Single by E-Type

from the album Last Man Standing
- Released: 1998
- Genre: Eurodance
- Length: 3:51
- Label: Stockholm
- Songwriters: E-Type; Mud;
- Producers: Kristian Lundin; Max Martin; E-Type;

E-Type singles chronology
| "I Just Wanna Be with You" (1997) | "Angels Crying" (1998) | "Here I Go Again" (1998) |

Music video
- "Angels Crying" on YouTube

= Angels Crying =

1998 single by E-Type

"Angels Crying" is a song by Swedish musician Bo Martin Erik Erikson, known under the pseudonym of E-Type, released in 1998 by Stockholm Records as the first single from the musician's third album, Last Man Standing (1998). The song was co-written by E-Type, and features vocals by singer Nana Hedin and percussion by Ahmadu Jah. It was a hit in several countries, peaking at number two in Denmark, Finland, Norway and Sweden. On the Eurochart Hot 100, the song reached number 44 in August 1998. The accompanying music video for "Angels Crying" is very similar to the 1980 film Friday the 13th.

==Music video==

===Synopsis===
The video starts with a group of Swedish campers exiting out of a brown and white colored station wagon estate vehicle. In the kitchen, a blond haired Swedish guy with a white bucket hat on licking peanut butter from a jar with his finger, which a blonde haired Swedish woman grabs away from him. The blond haired Swedish man with a white bucket hat on gets slightly upset and exits the house, later to be seen stone skipping on a nearby body of water. A brown haired Swedish man with a mustache and goatee walks into the kitchen with groceries in his hands, with one of the two Swedish woman glancing at him after walking pass her from behind. A group of other Swedish people are seen helping a wavy blond haired Swedish man axing wood from a tree. The blond haired Swedish man with a white bucket hat on hears something and walks off into the forest area, where he sees something, presumably a spiritual being, and is frightened. Now at nighttime, the other group of fellow Swedes are inside the red wooden camp building roasting marshmallows from a fire using fire wood they've axed from earlier. A blond haired Swedish man asks the rest of the group to join him for a game of Monopoly, where a couple, consisting of a brown haired Swedish woman seducing a brown haired Swedish man with a moustache and goatee to go to another room for intimate privacy whilst on the lower bunk bed.

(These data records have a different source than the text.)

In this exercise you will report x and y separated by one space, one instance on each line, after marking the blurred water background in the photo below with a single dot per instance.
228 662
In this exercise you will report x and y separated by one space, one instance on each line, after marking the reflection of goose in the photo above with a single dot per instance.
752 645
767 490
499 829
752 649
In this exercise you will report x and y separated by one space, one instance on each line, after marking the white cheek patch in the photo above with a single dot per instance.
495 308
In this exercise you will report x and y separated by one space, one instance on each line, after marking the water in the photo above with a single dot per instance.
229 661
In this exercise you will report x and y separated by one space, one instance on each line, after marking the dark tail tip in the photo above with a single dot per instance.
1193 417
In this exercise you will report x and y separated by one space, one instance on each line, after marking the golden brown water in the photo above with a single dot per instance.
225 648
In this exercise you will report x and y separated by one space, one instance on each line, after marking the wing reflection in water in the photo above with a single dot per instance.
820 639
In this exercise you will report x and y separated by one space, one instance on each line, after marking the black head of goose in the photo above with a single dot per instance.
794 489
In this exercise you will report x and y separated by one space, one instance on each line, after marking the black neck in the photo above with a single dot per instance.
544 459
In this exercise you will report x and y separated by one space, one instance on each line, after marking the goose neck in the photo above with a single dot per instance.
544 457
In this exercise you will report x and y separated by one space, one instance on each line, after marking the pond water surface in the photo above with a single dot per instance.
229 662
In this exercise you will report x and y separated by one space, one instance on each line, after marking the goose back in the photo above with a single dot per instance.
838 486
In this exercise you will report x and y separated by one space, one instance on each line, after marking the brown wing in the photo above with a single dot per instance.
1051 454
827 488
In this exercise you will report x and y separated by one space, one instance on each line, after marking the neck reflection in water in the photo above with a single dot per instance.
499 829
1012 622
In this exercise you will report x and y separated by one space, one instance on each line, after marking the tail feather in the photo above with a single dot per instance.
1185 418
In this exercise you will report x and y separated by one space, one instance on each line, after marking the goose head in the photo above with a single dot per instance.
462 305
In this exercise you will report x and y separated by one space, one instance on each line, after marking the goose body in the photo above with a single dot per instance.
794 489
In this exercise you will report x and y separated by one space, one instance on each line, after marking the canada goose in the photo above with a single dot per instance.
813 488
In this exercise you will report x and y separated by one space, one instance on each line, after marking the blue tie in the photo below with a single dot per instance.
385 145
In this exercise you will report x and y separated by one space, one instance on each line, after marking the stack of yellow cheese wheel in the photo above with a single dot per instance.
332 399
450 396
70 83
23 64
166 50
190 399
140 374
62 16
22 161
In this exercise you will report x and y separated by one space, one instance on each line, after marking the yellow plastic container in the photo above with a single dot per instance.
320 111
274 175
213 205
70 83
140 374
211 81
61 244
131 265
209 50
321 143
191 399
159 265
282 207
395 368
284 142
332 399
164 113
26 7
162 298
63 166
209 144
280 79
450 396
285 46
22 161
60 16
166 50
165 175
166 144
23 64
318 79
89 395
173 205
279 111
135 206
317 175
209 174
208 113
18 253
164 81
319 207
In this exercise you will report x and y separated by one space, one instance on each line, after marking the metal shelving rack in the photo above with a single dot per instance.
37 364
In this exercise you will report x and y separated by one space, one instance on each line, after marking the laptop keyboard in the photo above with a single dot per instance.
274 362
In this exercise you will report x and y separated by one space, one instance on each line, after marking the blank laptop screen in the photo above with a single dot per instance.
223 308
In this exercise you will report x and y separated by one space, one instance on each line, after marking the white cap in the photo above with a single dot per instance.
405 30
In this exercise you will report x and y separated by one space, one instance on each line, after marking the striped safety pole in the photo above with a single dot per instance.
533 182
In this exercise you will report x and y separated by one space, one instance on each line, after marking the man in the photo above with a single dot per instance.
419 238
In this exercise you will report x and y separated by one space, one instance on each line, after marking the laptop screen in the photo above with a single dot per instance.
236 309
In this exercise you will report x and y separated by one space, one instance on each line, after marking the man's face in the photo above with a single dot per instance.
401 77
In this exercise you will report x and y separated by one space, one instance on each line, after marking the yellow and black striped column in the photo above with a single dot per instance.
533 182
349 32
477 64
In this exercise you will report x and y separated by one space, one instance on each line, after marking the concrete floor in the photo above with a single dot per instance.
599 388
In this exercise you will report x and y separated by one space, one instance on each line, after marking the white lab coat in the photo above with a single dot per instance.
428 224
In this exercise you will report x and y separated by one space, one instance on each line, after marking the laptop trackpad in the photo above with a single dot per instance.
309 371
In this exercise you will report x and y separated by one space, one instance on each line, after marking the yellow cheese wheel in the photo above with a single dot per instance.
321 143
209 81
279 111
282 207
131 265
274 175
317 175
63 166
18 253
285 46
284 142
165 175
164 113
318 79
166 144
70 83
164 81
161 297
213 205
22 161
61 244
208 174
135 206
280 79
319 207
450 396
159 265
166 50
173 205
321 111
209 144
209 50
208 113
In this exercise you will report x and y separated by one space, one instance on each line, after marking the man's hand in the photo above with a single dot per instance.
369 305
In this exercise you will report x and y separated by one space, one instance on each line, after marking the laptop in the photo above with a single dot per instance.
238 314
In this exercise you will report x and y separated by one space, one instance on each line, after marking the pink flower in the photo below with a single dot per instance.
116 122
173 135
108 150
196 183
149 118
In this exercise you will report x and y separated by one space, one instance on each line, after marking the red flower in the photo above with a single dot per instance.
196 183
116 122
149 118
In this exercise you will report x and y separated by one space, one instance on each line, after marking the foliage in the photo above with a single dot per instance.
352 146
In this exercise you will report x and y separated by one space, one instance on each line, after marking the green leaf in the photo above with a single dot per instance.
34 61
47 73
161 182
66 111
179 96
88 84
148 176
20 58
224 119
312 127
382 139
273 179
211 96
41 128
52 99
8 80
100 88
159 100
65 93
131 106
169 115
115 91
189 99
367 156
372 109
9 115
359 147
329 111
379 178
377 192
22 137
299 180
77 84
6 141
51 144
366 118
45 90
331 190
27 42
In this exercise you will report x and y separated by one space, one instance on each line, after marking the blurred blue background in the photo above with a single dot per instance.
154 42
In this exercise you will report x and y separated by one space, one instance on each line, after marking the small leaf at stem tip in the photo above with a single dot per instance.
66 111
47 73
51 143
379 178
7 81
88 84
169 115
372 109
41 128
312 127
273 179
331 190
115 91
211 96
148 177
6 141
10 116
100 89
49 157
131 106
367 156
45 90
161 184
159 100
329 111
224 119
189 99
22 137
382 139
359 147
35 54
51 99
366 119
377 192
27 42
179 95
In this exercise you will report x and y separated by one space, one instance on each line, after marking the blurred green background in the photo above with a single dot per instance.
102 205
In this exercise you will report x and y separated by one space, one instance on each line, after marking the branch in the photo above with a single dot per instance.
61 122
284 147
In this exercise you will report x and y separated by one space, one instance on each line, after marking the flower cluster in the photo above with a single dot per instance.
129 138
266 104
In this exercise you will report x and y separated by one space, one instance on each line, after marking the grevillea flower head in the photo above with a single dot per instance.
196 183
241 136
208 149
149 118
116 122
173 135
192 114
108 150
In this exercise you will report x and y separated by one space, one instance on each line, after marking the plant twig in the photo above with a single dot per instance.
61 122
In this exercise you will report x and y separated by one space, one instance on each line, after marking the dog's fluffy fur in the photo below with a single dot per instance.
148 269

The Monopoly game turns out to be a game of strip poker, as a blonde haired Swedish woman is seen losing a round and takes off her blue and white stripped shirt off, exposing her upper cleavage from her white bra and a wavy haired blond haired Swedish man with a red Georgia jersey on is later seen taking his jersey off. The blond haired Swedish man with a white bucket hat is seen on the top bunker of a bunk bed while the brown haired Swedish women and brown haired Swedish man with a moustache and goatee are making out. Another blonde haired Swedish women is seen taking a shower nude and is the second from the group to get frightened by an unknown presence, third a wavy blond haired Swedish man with a red Georgia jersey on while washing his face with water, fourth a brown haired Swedish man while inside an outhouse, and fifth the blonde haired Swedish women with a blue and white stripped shirt. The couple, the brown haired Swedish women and a brown haired Swedish man with a moustache and goatee, are later seen in the kitchen calling on a land line phone, presumingly for help, where they both end up being in a blackout because the mysterious unknown character manages to short circuit the wooden camp building's breaker box, and the scene turns out to be on a production studio set as a staged act, then the hand from the unknown being is seen in direction of the brown haired Swedish man with a moustache and goatee.

==Track listings==
- CD maxi, Europe
1. "Angels Crying" (radio version) – 3:51
2. "Angels Crying" (C&N radio edit) – 3:34

- CD maxi, Sweden
3. "Angels Crying" (radio version) – 3:51
4. "Angels Crying" (C&N extended) – 6:24
5. "Angels Crying" (C&N radio edit) – 3:34
6. "Angels Crying" (extended version) – 6:35

==Charts==

===Weekly charts===

| Chart (1998) | Peak position |
|---|---|
| Denmark (IFPI) | 2 |
| Estonia (Eesti Top 20) | 9 |
| Europe (Eurochart Hot 100) | 44 |
| Finland (Suomen virallinen lista) | 2 |
| Netherlands (Dutch Top 40 Tipparade) | 2 |
| Netherlands (Single Top 100) | 45 |
| Norway (VG-lista) | 2 |
| Sweden (Sverigetopplistan) | 2 |

===Year-end charts===

| Chart (1998) | Position |
|---|---|
| Sweden (Topplistan) | 11 |

==Certifications==

| Region | Certification | Certified units/sales |
| Norway (IFPI Norway) | Platinum |  |
| Sweden (GLF) | Platinum | 30,000^{^} |
^{^} Shipments figures based on certification alone.